El vodevil de Tennessee Williams
Un fulgor risueño y una pulsión desbordante atraviesan esta comedia, protagonizada por Aitana Sánchez-Gijón
La mistificación, desbordada por la realidad. Serafina delle Rose, vive del amor que le profesó Rosario, su marido: nadie podría igualarle, cree ella, en devoción, ardor y fidelidad. Está en su ánimo que Rosa, su hija, no conozca hombre hasta que aparezca uno a la altura de su padre. Ambas podrían ser la réplica siciliana de Amanda y Laura, protagonistas de El zoo de cristal, si no fuera porque en 1950, cuando escribió La rosa tatuada, Tennessee Williams vivía un amor correspondido, que le presta a esta comedia un fulgor risueño y una pulsión desbordante: diríase que es un nuevo intento, esta vez por alegrías, de hacerle justicia poética a su hermana Rose, lobotomizada con el beneplácito materno y condenada a permanecer de por vida en un psiquiátrico. De ahí que su nombre rebrote en los de la familia protagonista.

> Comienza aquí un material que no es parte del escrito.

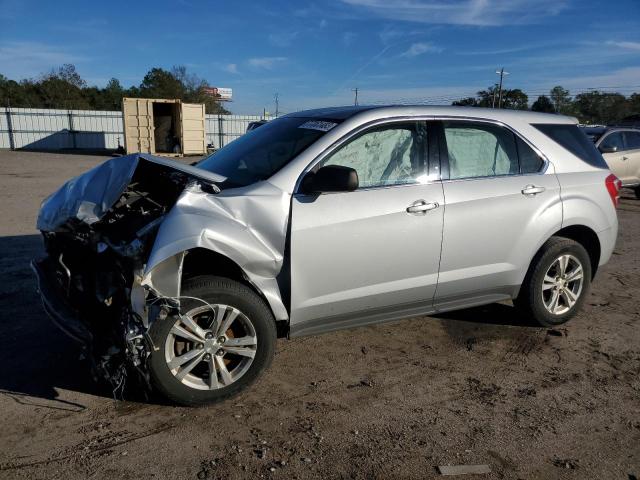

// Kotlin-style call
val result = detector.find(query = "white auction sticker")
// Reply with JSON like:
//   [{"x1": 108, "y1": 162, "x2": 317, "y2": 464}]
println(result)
[{"x1": 298, "y1": 120, "x2": 337, "y2": 132}]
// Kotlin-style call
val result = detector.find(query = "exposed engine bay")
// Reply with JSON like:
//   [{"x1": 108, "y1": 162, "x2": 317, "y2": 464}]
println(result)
[{"x1": 34, "y1": 157, "x2": 225, "y2": 396}]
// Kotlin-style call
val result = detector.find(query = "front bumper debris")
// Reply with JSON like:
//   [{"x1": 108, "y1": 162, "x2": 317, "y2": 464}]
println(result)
[{"x1": 31, "y1": 259, "x2": 93, "y2": 348}]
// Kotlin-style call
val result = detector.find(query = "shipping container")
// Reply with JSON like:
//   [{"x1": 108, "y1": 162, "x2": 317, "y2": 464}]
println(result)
[{"x1": 122, "y1": 98, "x2": 207, "y2": 156}]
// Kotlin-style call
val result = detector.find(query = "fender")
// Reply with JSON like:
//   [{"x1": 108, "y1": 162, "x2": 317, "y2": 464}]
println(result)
[{"x1": 142, "y1": 182, "x2": 290, "y2": 320}]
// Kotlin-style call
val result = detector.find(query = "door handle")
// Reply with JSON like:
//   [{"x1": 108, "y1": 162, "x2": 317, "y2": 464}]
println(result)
[
  {"x1": 522, "y1": 185, "x2": 546, "y2": 196},
  {"x1": 407, "y1": 200, "x2": 440, "y2": 215}
]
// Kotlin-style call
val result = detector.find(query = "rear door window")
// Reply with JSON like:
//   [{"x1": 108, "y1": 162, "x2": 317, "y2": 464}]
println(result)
[
  {"x1": 442, "y1": 121, "x2": 519, "y2": 179},
  {"x1": 624, "y1": 132, "x2": 640, "y2": 150},
  {"x1": 532, "y1": 123, "x2": 609, "y2": 169}
]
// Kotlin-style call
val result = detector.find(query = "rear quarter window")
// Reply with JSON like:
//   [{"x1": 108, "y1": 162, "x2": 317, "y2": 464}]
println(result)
[{"x1": 532, "y1": 123, "x2": 609, "y2": 169}]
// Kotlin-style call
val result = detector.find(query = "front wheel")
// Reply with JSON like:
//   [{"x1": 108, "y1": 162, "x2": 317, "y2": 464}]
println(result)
[
  {"x1": 514, "y1": 237, "x2": 591, "y2": 326},
  {"x1": 149, "y1": 276, "x2": 276, "y2": 406}
]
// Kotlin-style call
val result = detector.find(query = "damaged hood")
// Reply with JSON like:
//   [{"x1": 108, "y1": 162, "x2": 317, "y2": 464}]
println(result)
[{"x1": 37, "y1": 153, "x2": 225, "y2": 232}]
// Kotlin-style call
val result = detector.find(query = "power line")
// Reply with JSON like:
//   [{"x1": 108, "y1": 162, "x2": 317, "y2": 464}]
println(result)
[{"x1": 494, "y1": 68, "x2": 509, "y2": 108}]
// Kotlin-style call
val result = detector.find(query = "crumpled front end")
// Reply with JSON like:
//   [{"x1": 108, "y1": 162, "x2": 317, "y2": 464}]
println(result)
[{"x1": 33, "y1": 155, "x2": 224, "y2": 392}]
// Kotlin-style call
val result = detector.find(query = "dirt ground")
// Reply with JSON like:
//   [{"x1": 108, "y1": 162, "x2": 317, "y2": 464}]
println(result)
[{"x1": 0, "y1": 151, "x2": 640, "y2": 480}]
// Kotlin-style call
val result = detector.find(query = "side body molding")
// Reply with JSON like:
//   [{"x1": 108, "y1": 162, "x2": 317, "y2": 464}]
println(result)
[{"x1": 142, "y1": 182, "x2": 291, "y2": 320}]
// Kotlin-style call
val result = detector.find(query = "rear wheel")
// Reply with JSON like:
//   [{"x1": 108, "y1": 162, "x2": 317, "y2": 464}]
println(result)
[
  {"x1": 149, "y1": 276, "x2": 276, "y2": 406},
  {"x1": 514, "y1": 237, "x2": 591, "y2": 326}
]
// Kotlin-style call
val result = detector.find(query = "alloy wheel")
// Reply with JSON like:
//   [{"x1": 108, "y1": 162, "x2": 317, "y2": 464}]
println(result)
[
  {"x1": 165, "y1": 304, "x2": 258, "y2": 390},
  {"x1": 542, "y1": 254, "x2": 584, "y2": 315}
]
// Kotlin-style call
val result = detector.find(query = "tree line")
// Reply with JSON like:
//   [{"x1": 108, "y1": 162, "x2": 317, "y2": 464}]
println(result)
[
  {"x1": 452, "y1": 85, "x2": 640, "y2": 125},
  {"x1": 0, "y1": 64, "x2": 230, "y2": 114}
]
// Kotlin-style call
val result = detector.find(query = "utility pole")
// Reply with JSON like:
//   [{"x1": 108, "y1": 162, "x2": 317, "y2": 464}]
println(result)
[{"x1": 496, "y1": 68, "x2": 509, "y2": 108}]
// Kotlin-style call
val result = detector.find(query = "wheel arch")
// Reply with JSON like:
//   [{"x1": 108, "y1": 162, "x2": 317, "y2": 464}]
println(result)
[
  {"x1": 552, "y1": 225, "x2": 602, "y2": 280},
  {"x1": 143, "y1": 247, "x2": 289, "y2": 337}
]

Serafina y Rosa, tienen el sello pasional de otros grandes personajes femeninos de Williams: cuando se quita el freno autoimpuesto, la madre anticipa la figura volcánica de Maxine, protagonista de La noche de la iguana. Carme Portaceli se mete sin complejos en harina humorística, apoyándose sobre todo en la penetrante vis cómica de Paloma Tabasco y de Ana Vélez. Con altibajos, la función desemboca en un tercer acto en el que todo va acomodándose y en el que llega a resultar conmovedor el cuerpo a cuerpo de las dos parejas formadas por una Aitana Sánchez-Gijón al filo de lo telúrico y Roberto Enríquez, que da ahora con el tono y el color de su personaje; e Ignacio Jiménez, creador de un Jackie Hunter nobilísimo en su juvenil empuje, y una Alba Flores convencida y entregada. El final, es puro Eduardo de Filippo.